Tuesday, May 06, 2008


Blood Pressure Is Most Lethal in Poor and Middle-Income Countries

By DONALD G. McNEIL Jr.
Defying popular wisdom about wealthy countries and coronary disease, a new study has found that about 80 percent of the world’s deaths from high blood pressure occur in poor and middle-income countries.
The study, published last week in The Lancet, found that strokes and heart attacks caused by high blood pressure were responsible for nearly eight million premature deaths worldwide.
About half of them, the study estimated, occurred in people older than 45 but younger than 70 — ages at which they were probably still supporting families — and in people whose blood pressure was not so high that they would certainly be on treatment in a wealthy country.
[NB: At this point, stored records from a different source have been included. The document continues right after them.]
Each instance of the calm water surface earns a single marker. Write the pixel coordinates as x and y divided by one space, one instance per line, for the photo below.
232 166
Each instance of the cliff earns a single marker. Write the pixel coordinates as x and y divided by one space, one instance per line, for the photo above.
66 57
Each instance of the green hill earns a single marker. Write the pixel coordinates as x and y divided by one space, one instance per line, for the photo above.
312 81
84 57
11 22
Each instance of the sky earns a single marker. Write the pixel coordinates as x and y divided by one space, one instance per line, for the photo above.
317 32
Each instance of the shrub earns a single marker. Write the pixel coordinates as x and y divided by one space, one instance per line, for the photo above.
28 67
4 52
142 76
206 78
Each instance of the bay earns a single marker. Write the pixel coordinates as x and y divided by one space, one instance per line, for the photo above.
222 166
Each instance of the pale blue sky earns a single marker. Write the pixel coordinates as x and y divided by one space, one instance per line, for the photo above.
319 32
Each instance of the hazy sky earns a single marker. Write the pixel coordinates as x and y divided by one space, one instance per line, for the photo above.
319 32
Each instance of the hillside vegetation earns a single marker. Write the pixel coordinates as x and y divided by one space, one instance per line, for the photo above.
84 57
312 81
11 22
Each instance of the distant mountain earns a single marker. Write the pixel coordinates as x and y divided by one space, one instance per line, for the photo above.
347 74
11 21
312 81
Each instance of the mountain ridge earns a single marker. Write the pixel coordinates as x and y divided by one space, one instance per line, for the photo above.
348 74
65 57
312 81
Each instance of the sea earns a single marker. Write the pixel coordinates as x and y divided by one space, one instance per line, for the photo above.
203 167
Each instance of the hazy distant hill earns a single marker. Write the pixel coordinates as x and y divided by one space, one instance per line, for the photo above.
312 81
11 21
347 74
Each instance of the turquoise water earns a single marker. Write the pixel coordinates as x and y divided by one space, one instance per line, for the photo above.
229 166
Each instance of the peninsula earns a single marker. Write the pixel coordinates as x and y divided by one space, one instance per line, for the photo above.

In wealthy countries over the last 50 years, such premature deaths have dropped rapidly as heart drugs have proliferated and even small hospitals have learned to treat heart attacks with blood thinners, catheterization and surgery.
An editorial in the journal noted that no major donor campaigned against high blood pressure and that “none of the major international drug companies have offered material assistance in this global health crisis, despite gargantuan profits from the sales of blood-pressure-lowering drugs in high-income countries.”
In the past, some scientists have proposed a “polypill” combining low doses of aspirin, a cholesterol-lowering statin and three pressure-lowering drugs, to be available without prescription to anyone 55 or older. At that age, they argued, the lives saved would outweigh the lives lost from rare side effects.